To drive through the aisles on your shop floor or distribution center, OTTO self-driving vehicles rely on a series of sensors that help the vehicles understand the environment in which they are traveling in real time. By using a combination of sensor types, each of which serves a distinct purpose, the vehicle is able to map out the way ahead and “see” where it’s going. The technology that allows this to happen is called sensor fusion. It combines data collected from multiple sensors to get an accurate and reliable view of the vehicle’s surroundings. 

On Sensor Fusion 1

Where They Are & Where They’re Going

OTTO self-driving vehicles depend on three different sensors to identify its current position as well as to navigate where and how it needs to travel from point A to point B. As in any dense and dynamic environment, elements in OTTO’s path can change minute to minute but with the technology of sensor fusion, OTTO is able to make immediate adjustments to travel patterns, always taking the safest, most efficient route.

IMU

IMU stands for Inertial Measurement Unit and is an electronic use in inertial navigation systems used in aircraft, satellites and unmanned systems.
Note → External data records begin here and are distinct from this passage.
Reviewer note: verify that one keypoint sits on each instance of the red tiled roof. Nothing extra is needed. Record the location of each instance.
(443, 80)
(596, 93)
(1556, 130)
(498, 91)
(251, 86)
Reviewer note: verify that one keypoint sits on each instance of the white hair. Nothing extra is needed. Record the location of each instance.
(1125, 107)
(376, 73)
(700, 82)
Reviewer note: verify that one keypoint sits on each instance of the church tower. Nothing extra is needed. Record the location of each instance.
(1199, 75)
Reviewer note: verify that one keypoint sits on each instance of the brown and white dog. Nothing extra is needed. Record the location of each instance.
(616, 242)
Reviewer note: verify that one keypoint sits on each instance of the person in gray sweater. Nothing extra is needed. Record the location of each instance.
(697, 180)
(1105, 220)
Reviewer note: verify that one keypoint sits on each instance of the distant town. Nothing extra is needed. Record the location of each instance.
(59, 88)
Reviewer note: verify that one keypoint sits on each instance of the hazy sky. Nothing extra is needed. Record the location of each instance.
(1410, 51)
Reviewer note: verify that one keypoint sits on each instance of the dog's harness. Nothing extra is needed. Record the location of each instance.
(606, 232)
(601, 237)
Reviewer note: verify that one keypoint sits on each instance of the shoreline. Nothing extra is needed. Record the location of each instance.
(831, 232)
The data collected and reported by an IMU is processed to calculate current position based on velocity and time. 

“The IMU sensor tells OTTO if it's moving forwards, backwards, or turning and fuses that information against what it can see and feel. Just like sitting in an iMax movie can feel like you're soaring in the sky, your body knows you're not, so you won't panic.”

James Servos, Perception Manager, OTTO Motors

LiDAR

The primary "vision" unit on the autonomous vehicle is a LiDAR system, short for Light Detection and Ranging. To enable the split-second decision-making needed for self-driving cars, the LiDAR system provides accurate 3D information on the surrounding environment. Using this data, the processor implements object identification, collision prediction, and avoidance strategies. The LiDAR unit is well-suited to "big picture" imaging and provides the needed surrounding view by using a rotating, scanning mirror assembly on the top of the car.
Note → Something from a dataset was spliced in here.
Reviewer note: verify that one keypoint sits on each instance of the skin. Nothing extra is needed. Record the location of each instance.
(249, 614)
“Using LiDAR to map the facility provides a source of absolute position estimation in an indoor facility. It provides our position to the fixed environment, such as walls and allows OTTO to maintain its precise position anywhere in the facility.”

James Servos, Perception Manager, OTTO Motors

WHEEL ENCODER

The encoder is a sensor attached to a rotating object (such as a wheel in the case of OTTO) to measure rotation. By measuring rotation, OTTO can do things such as determine velocity and acceleration

“An encoder is essentially a circle that rotates with the wheel, except that it has slits or holes cut into it. When the laser shines, the sensor knows if the laser is hitting it. As the wheel turns, it will cut off that laser and the sensor will see nothing. By doing that, wheel rotation can be measured precisely. Fed back into the software and OTTO can see exactly where it is.”
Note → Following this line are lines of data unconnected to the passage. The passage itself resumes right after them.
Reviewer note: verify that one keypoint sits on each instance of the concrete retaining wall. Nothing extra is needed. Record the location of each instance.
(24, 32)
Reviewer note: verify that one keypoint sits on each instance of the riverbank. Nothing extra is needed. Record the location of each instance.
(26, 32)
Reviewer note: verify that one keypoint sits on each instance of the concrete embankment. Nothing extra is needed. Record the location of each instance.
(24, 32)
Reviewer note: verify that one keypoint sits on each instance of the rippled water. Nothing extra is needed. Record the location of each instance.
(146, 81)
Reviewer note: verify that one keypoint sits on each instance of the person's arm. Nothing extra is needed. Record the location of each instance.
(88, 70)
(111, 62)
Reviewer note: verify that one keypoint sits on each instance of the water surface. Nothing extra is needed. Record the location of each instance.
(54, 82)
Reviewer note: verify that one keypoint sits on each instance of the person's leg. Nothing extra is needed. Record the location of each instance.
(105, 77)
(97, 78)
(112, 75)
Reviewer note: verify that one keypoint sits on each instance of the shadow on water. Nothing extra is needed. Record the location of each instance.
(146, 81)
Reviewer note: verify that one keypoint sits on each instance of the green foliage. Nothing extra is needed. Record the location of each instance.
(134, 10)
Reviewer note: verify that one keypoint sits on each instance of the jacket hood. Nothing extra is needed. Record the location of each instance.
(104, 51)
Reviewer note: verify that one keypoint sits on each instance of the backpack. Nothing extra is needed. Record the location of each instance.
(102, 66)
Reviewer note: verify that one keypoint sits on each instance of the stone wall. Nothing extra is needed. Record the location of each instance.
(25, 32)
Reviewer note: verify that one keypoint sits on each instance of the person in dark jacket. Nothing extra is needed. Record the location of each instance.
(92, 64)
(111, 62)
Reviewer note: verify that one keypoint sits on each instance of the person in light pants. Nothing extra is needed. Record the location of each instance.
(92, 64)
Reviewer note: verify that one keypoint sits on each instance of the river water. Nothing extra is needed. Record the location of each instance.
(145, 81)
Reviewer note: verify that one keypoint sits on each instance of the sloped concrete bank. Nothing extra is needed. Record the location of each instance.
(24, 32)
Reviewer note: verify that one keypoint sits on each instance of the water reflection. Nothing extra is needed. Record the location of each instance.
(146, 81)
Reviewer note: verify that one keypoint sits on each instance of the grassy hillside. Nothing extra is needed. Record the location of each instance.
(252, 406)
James Servos, Perception Manager, OTTO Motors

OTTO Always Finds a Way

The sensors employed by every OTTO self-driving vehicle are designed to ensure accuracy and reliability are met with each mission OTTO is assigned. Navigating through the dense and dynamic environments of a manufacturing facility, warehouse or distribution center takes precision and reliability and OTTO provides that with industry-leading sensor fusion capabilities. Automation is solving two challenges that today’s manufacturers are dealing with – a significant labor crisis and the urgency to compete on a global scale at an ever-increasing pace.